At the end of 2019 we were lucky enough to interview Andy Westbury, proprietor at Eldica Records in Dalston, East London. Which, as well as being a crucial destination for those with a passion for funk, soul, jazz and a plethora of Caribbean music, is also a key part of the local community, having been in business for twenty years and holding fast while the surrounding area underwent intense gentrification, for better or for worse.
In your opinion, what makes Eldica unique as a record shop in London in 2019?
I suppose we’re an old school style record shop but then also, we buy into the local culture as well. Part of our history as part of being a shop is to buy into that and to encompass that and to not exclude. Eldica, as you probably know, is my wife’s family, she’s my wife’s grandmother so we’re all about family, history, culture and all of that so we’re never going to be a fly-by-night enterprise, you know? We’re here for the long term.
You opened in 2000, right?
Yeah, next year will be our 20th year of trading so we’re actually thinking of doing some events and stuff. Basically, we didn’t open up as a record shop. We were local arts and crafts, homemade mirrors, incense…which was totally…the area really wasn’t set up for that kind of stuff. Twenty years ago this place was completely different and we’ve just been sitting here…waiting, waiting, waiting (laughs). My partner said, “You’re into records, you sell records, why don’t you sell records in the shop? They’ll sell”. I was very doubtful for a while, then we made the plunge and we’ve grown from there.

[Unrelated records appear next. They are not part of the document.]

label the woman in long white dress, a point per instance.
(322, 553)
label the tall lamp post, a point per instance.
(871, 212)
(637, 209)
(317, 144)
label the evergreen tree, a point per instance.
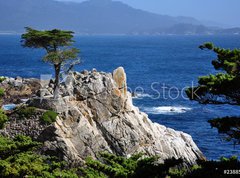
(55, 42)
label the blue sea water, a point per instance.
(151, 62)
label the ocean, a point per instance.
(158, 69)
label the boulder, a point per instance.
(98, 115)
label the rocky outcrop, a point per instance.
(18, 89)
(97, 114)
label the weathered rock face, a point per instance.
(18, 88)
(97, 115)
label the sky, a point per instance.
(224, 12)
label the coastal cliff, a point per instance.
(96, 114)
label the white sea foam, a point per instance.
(166, 110)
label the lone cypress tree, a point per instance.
(56, 43)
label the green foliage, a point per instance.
(26, 112)
(3, 118)
(54, 42)
(2, 79)
(212, 169)
(2, 92)
(226, 83)
(50, 40)
(228, 125)
(119, 167)
(49, 117)
(17, 159)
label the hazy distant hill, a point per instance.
(91, 17)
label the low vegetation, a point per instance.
(2, 92)
(2, 79)
(19, 157)
(49, 117)
(3, 119)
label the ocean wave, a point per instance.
(166, 110)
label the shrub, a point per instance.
(2, 79)
(1, 92)
(18, 159)
(25, 112)
(49, 117)
(3, 118)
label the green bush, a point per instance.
(26, 112)
(2, 79)
(2, 92)
(49, 117)
(18, 159)
(120, 167)
(3, 118)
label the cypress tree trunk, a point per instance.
(57, 68)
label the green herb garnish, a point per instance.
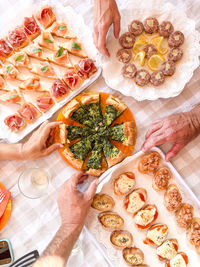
(48, 41)
(61, 27)
(19, 58)
(36, 50)
(44, 69)
(76, 46)
(60, 52)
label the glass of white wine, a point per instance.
(34, 182)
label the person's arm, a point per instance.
(178, 129)
(73, 207)
(106, 13)
(35, 147)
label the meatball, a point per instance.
(150, 50)
(166, 28)
(124, 55)
(129, 70)
(175, 54)
(142, 77)
(136, 27)
(176, 39)
(151, 25)
(157, 78)
(168, 68)
(127, 40)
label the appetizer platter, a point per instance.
(46, 60)
(98, 131)
(145, 215)
(156, 54)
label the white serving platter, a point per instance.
(101, 237)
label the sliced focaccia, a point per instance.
(133, 256)
(86, 68)
(168, 250)
(29, 112)
(46, 16)
(72, 79)
(32, 84)
(156, 235)
(121, 238)
(114, 108)
(59, 90)
(46, 40)
(31, 28)
(124, 183)
(124, 133)
(12, 97)
(146, 217)
(44, 69)
(35, 51)
(135, 200)
(60, 57)
(14, 122)
(112, 154)
(11, 73)
(110, 220)
(20, 59)
(103, 202)
(60, 29)
(17, 38)
(75, 48)
(44, 102)
(5, 50)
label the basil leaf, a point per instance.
(8, 69)
(19, 58)
(76, 46)
(61, 27)
(60, 52)
(36, 50)
(48, 41)
(44, 69)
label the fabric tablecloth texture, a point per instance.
(34, 222)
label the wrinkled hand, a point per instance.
(73, 204)
(106, 13)
(37, 145)
(179, 129)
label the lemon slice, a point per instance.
(141, 57)
(157, 41)
(155, 61)
(138, 45)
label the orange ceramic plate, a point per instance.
(126, 116)
(6, 216)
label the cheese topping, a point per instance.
(178, 261)
(158, 237)
(167, 250)
(135, 202)
(125, 184)
(144, 217)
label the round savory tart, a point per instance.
(98, 131)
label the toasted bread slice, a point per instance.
(103, 202)
(133, 256)
(124, 183)
(121, 238)
(110, 220)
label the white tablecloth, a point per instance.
(34, 222)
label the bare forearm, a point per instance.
(60, 247)
(11, 152)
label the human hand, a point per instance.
(73, 204)
(106, 13)
(178, 129)
(37, 145)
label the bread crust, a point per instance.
(103, 202)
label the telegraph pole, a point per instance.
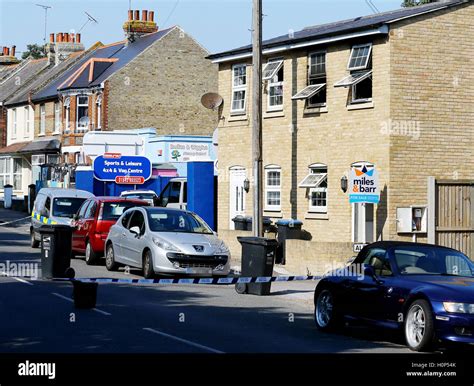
(257, 119)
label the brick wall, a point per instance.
(162, 88)
(294, 139)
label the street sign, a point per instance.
(364, 184)
(122, 168)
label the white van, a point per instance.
(175, 194)
(55, 206)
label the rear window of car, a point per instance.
(66, 206)
(111, 211)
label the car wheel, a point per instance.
(419, 326)
(110, 263)
(34, 243)
(91, 256)
(148, 271)
(325, 313)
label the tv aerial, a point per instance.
(211, 100)
(90, 19)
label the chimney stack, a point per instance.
(135, 28)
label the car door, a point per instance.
(120, 234)
(78, 233)
(132, 244)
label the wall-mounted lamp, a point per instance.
(246, 185)
(344, 184)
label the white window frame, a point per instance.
(81, 129)
(271, 84)
(57, 117)
(318, 169)
(239, 88)
(15, 123)
(365, 65)
(99, 111)
(27, 118)
(67, 107)
(42, 119)
(272, 188)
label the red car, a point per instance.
(93, 221)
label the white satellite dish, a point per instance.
(211, 100)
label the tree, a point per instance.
(34, 51)
(414, 3)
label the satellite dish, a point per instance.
(211, 100)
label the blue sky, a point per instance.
(217, 24)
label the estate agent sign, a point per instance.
(122, 169)
(364, 184)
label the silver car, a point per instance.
(166, 241)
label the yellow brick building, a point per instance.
(393, 89)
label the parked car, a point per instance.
(55, 206)
(174, 194)
(93, 221)
(166, 241)
(425, 290)
(148, 195)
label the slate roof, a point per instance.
(18, 79)
(345, 26)
(46, 76)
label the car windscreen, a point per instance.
(176, 221)
(140, 196)
(111, 211)
(421, 260)
(66, 206)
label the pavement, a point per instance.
(39, 316)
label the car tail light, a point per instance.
(101, 211)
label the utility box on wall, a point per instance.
(412, 219)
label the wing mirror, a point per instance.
(135, 230)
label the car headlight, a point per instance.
(166, 245)
(221, 249)
(459, 308)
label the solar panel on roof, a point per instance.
(353, 79)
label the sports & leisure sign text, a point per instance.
(364, 184)
(122, 169)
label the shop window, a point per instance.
(315, 93)
(15, 123)
(360, 79)
(82, 115)
(273, 73)
(239, 88)
(273, 188)
(316, 183)
(27, 119)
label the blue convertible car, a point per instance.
(426, 290)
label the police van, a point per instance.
(55, 206)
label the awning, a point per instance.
(43, 145)
(14, 148)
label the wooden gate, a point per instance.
(455, 215)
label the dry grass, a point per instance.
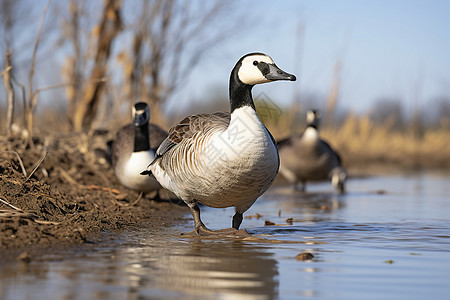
(363, 143)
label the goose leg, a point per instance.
(237, 220)
(200, 228)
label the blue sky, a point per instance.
(397, 49)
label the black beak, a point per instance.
(276, 73)
(139, 119)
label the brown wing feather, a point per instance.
(190, 125)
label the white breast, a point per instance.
(137, 163)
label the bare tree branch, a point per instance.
(32, 97)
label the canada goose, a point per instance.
(134, 148)
(223, 159)
(307, 157)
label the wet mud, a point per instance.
(61, 191)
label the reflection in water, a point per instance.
(206, 268)
(310, 206)
(157, 267)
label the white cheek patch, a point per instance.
(249, 73)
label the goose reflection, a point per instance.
(207, 268)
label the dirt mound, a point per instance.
(62, 191)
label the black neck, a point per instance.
(141, 138)
(312, 126)
(240, 93)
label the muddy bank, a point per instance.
(61, 191)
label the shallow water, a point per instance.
(387, 238)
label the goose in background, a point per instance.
(134, 148)
(223, 159)
(307, 157)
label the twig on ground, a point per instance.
(36, 165)
(10, 205)
(19, 159)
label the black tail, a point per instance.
(146, 172)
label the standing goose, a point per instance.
(134, 147)
(308, 157)
(222, 159)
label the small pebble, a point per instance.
(24, 257)
(304, 256)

As you said, the area has changed so much since you first opened, how have you seen your clientele change and record buying habits change over time?

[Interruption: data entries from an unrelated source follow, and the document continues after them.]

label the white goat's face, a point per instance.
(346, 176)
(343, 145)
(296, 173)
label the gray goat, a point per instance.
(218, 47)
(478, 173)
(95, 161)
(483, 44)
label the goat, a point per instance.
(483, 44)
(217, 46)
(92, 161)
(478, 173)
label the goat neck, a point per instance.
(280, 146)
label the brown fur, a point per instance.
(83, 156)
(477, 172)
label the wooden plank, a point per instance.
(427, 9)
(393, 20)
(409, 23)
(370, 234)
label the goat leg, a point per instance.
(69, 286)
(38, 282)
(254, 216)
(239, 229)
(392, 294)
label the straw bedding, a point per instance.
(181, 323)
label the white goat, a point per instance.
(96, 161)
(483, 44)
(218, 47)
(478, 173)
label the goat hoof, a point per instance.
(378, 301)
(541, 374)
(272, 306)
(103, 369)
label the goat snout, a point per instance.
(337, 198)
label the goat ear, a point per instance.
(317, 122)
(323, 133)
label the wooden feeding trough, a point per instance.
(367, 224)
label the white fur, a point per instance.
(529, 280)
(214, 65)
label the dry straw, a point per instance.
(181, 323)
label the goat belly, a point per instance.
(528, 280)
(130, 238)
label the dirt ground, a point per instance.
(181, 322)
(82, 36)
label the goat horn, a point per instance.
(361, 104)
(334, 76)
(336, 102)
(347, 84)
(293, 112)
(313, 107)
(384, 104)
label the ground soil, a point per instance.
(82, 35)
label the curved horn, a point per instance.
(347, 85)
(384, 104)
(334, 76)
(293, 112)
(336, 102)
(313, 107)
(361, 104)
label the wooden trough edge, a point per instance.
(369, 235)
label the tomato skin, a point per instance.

Right from the start, from a record point of view…when we started selling records it was a local clientele. Obviously Dalston’s got a really rich cultural heritage for record shops and DJs and soundsystems and Ridley roads just over there. There were loads of old style record shops. There was a record shop in this street that lasted ‘til the early ‘90s or late ‘80s that we kept hearing about. It’s a very rich and diverse area for music. So we tapped into that, we had a lot of local customers, old guys, people who lived locally. Two things happened, word got out about us and at the same time, younger people wanted to move to Dalston.
Much later NTS opened but before that the area was changing, a lot of young people were clubbing in Dalston, all the nice clubs were in Dalston and Shoreditch. So there was an influx of people and our clientele changed from locals…some locals were forced out but that’s another story, rents became too high, rents became a lot higher. Our clientele changed for good and bad, we’ve got a lot of people from the States, a lot of people from Italy, France. If they come to England and they come to London and they want to go to record shops, they check us out and then they come back.

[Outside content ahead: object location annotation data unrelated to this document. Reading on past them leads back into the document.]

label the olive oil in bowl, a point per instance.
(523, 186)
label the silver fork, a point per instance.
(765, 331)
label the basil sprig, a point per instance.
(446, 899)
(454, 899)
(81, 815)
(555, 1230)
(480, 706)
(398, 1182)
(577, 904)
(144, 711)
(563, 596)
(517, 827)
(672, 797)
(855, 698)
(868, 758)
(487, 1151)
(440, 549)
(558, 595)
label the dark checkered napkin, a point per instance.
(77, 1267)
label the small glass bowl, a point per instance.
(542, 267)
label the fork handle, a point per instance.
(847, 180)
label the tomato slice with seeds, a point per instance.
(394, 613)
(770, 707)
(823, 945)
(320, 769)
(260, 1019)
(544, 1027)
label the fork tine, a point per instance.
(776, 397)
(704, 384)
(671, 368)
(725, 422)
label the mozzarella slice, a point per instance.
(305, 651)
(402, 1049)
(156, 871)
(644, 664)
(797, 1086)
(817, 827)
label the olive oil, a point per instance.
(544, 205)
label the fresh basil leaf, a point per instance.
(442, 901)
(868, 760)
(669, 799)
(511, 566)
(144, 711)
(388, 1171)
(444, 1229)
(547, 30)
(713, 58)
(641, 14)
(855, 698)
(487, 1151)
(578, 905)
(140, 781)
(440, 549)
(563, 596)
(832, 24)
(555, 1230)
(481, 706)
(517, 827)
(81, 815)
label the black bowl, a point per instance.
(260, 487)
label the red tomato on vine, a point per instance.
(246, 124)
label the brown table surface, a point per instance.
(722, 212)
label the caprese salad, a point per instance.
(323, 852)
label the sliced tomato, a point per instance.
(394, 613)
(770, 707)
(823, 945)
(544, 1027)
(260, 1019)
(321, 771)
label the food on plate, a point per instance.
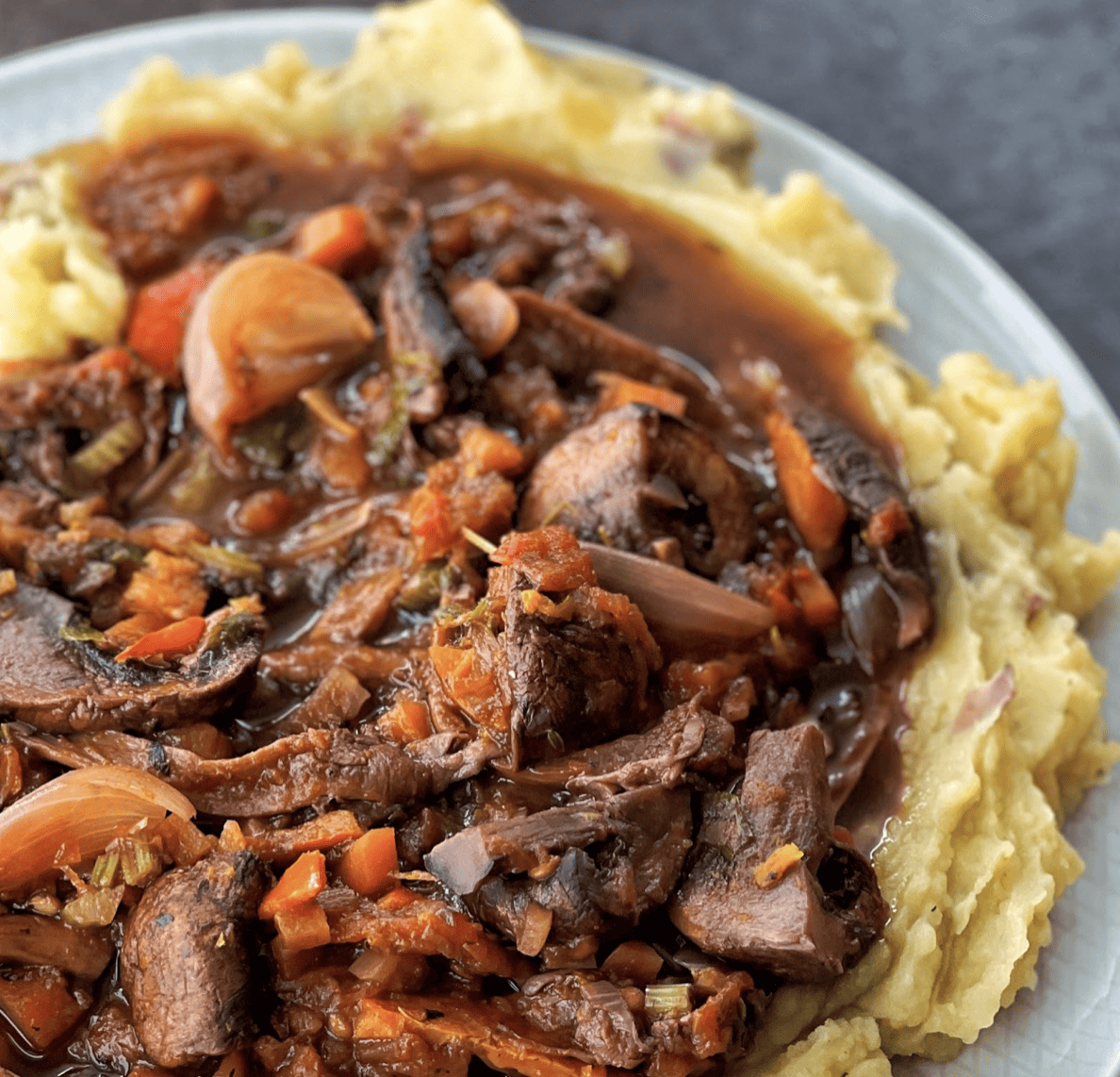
(476, 592)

When did you own love of music and DJing start?
I’m fifty now, when I was about thirteen or fourteen, my older cousin who I absolutely idolised and was into flares, carried a boombox, was into Sugar Hill and all that, bought me a Jam Master Jay and Run DMC 12” from Groove Records in 1983, to be precise. Then the following weekend, on my birthday, he took me up there on a Saturday. From then on I was going there every week, spending my paper round money. So I could buy two or three imports a week with my paper round money. It was about fifteen or twenty pounds a week. I’d say from ’83 to ’86 I was going there and getting interested and listening to Tim Westwood. We lived in Harrow and LWR was they pirate station. They broadcast from Crystal Palace. Tim Westood was on LWR on a Wednesday night. He had a show on ‘til two in the morning, I think. I used to record it. I’ve got all the tapes. He was playing electro, he was playing rap, but then he was also playing these tapes from New York, these amazing DJs from the ‘70’s cutting up breaks and beats. He said he was playing James Brown. I was like, “James Brown?!”, “Sex Machine?!” but not “Sex Machine”, you know? “Get On The Good Foot”, and he said “This started hip-hop” and I was like, “This started hip-hop?!”. I went and saw James Brown in 1985 and it was mind blowing. From then on I started getting into samples, the funk, the soul – the stuff that the hip-hop guys were sampling and using. At the same time, hip-hop was changing to such an extent that it was gangster-ish, gangsta rap, n-words, b-words. I’m white and from Harrow, I don’t really have a relationship with this type of music anymore, but the music I like. The beats, the breaks, the funk records, the 7”s.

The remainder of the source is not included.